A Volta a França faz-se de suor, de esforço, de watts, de valentia. Mas também se constrói com calculismo, medindo cada pedalada, poupando, pensando no que o outro fará para o que eu fizer ser em função disso, um jogo de gato e do rato em cima de duas rodas não motorizadas.

Para este xadrez, a 10.ª etapa, a mais dura do percurso até meio da prova, era o tabuleiro perfeito. Oito contagens de montanha, sete de segunda e uma de terceira, nos 165,3 quilómetros entre Ennezat e Le Mont-Dore Puy de Sancy. Dureza suficiente para baralhar os mais experientes estrategas.

A fuga do dia, numerosa, lançava as bases da jogada. A Visma, com Campenaerts e Simon Yates na frente, pensava um movimento para colocar em causa o rei Tadej.

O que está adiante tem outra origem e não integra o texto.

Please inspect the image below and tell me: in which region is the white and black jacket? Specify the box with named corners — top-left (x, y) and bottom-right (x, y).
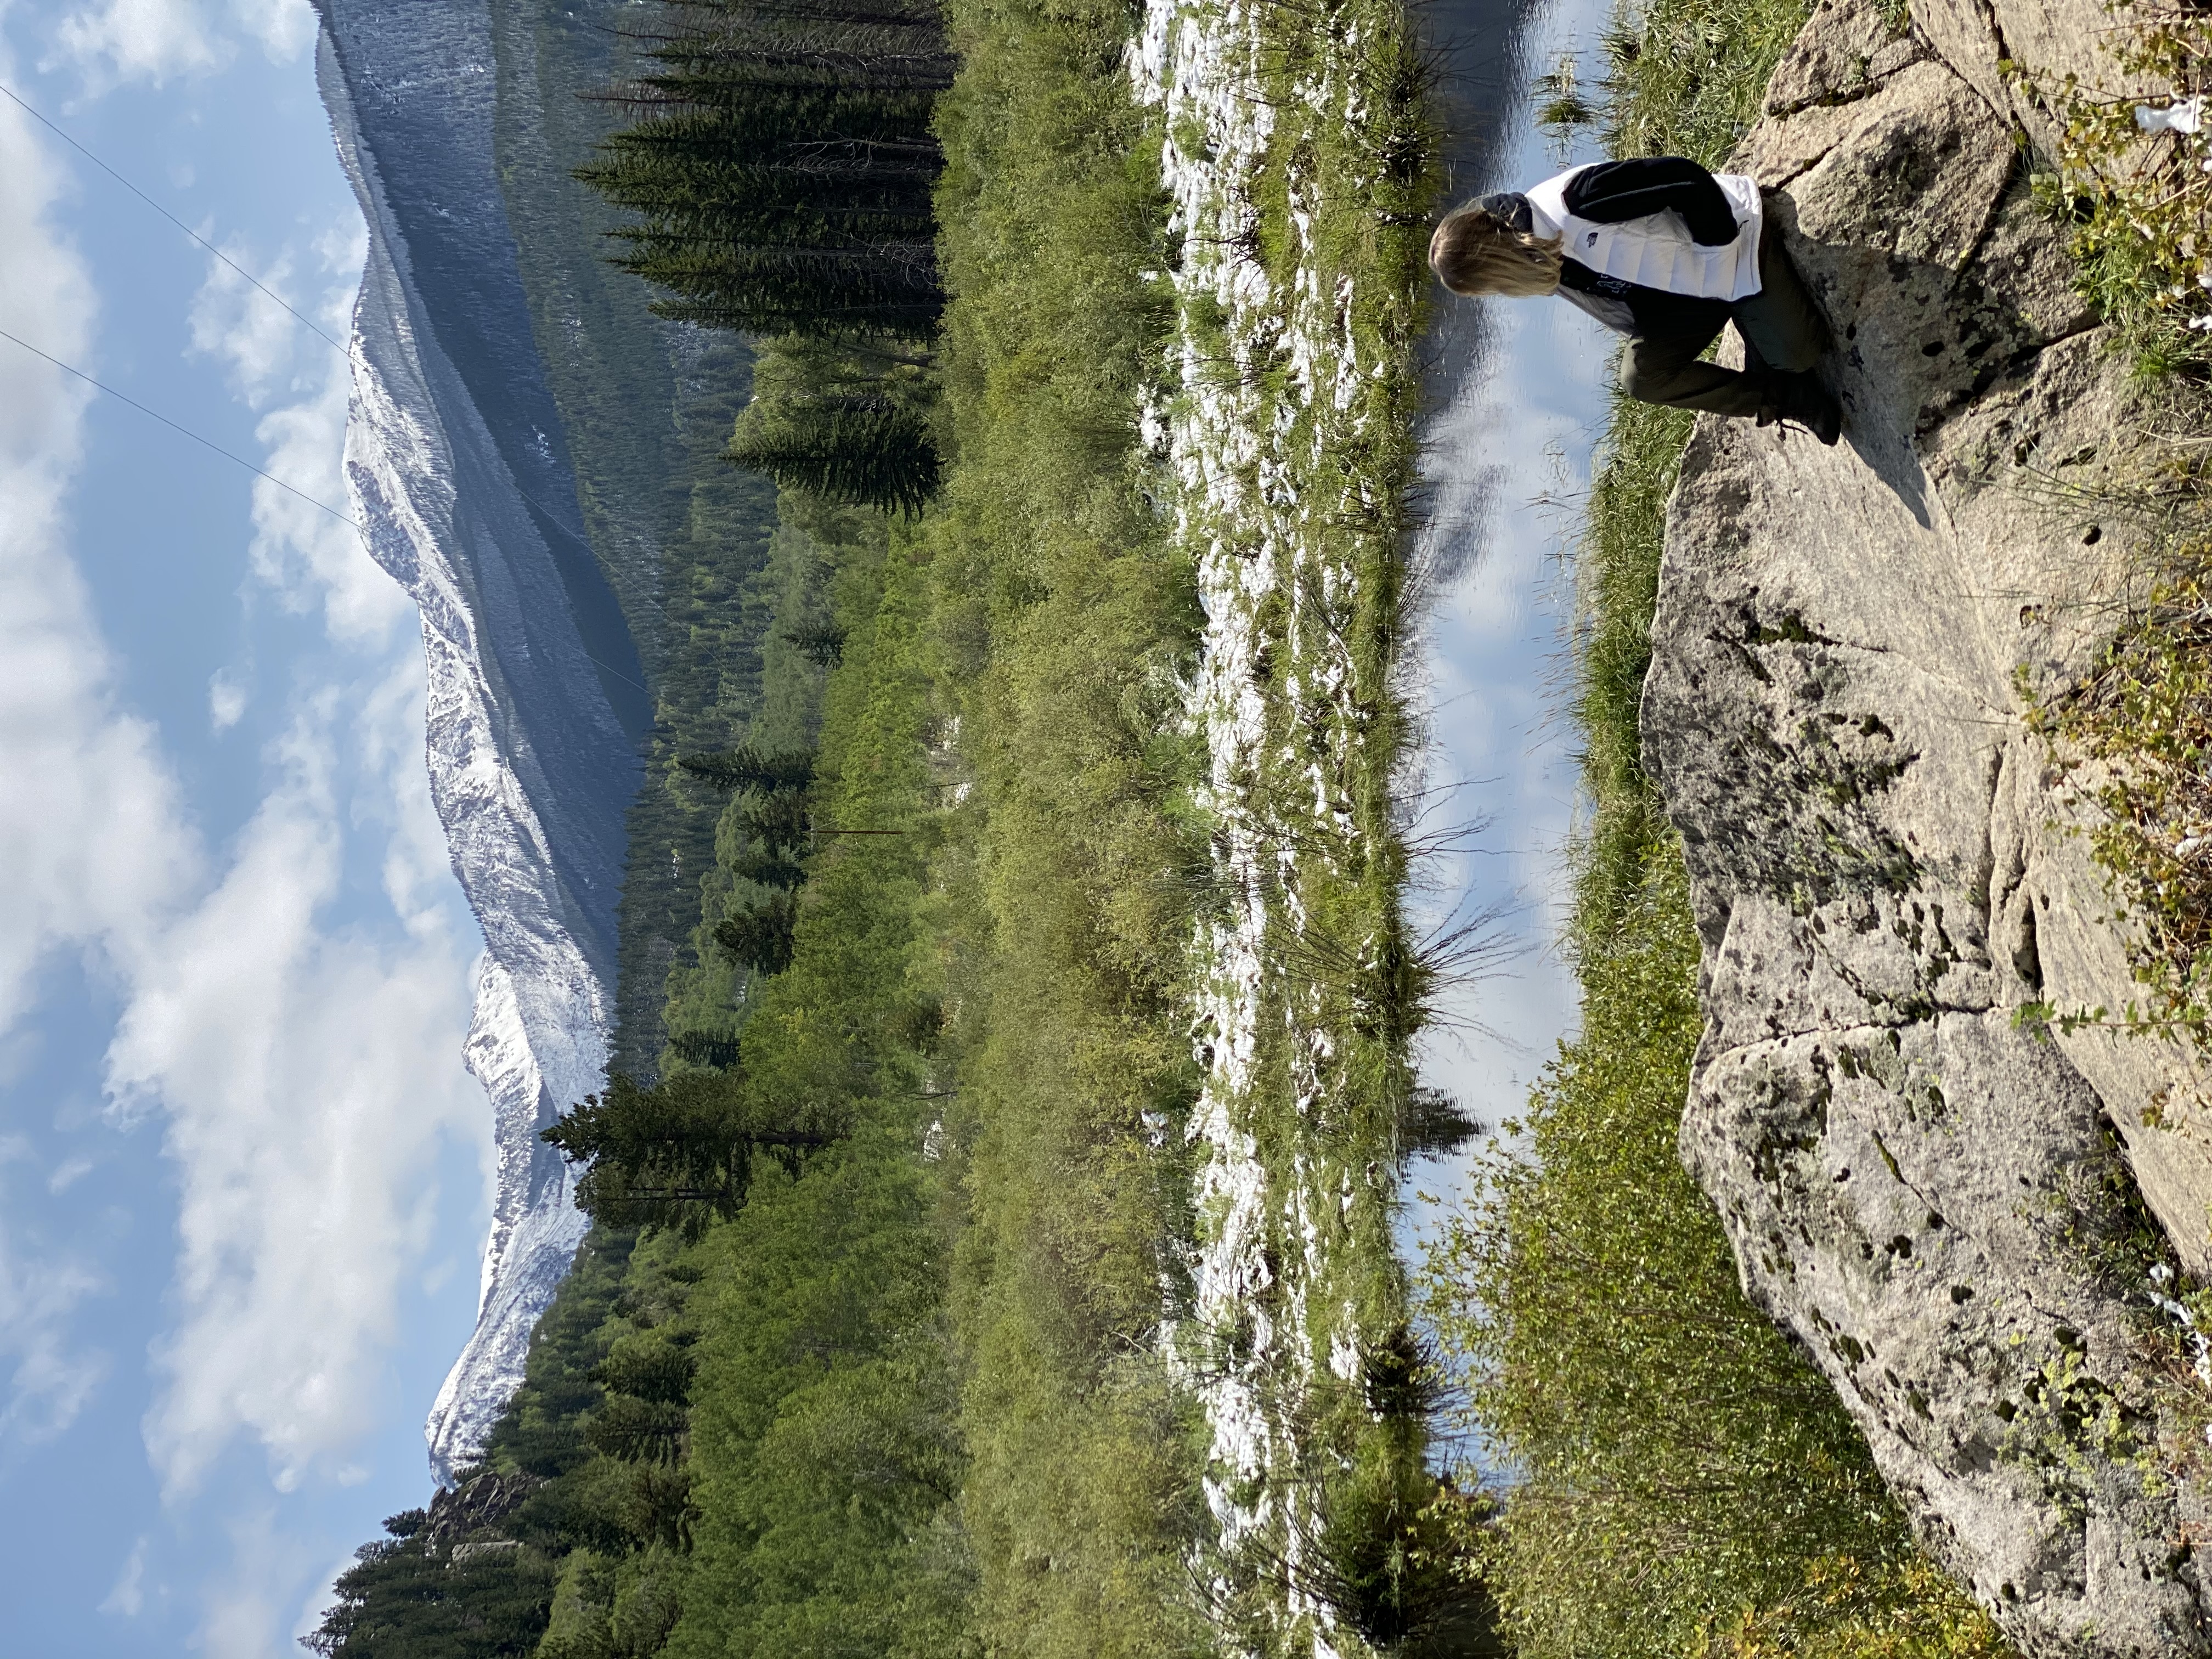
top-left (1481, 157), bottom-right (1764, 338)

Os outros integrantes da escapada queriam ganhar no fim da tirada, com exceção de Ben Healy, o bravo irlandês das cavalgadas a solo, que queria ambas as coisas, tirada e liderança.

Movimentos para lá e movimentos para cá, quem queria a amarela ficou com a etapa (Visma), quem queria a etapa ficou com nada (os restantes elementos da fuga), quem queria a etapa e a amarela ficou com a amarela (Healy). Quem não queria a amarela ficou sem ela (Pogačar).

Ben Healy de amarelo
Ben Healy de amarelo Dario Belingheri

O Tour entrou no Massif Central, o Maciço Central, zona de montanhas e planaltos no centro-sul do hexágono. Não é comum haver 10 etapas sem descanso, normalmente a primeira pausa na corrida dá-se à segunda segunda-feira da Volta a França, mas este lundi não era um qualquer e por isso a folga na competição adiou-se.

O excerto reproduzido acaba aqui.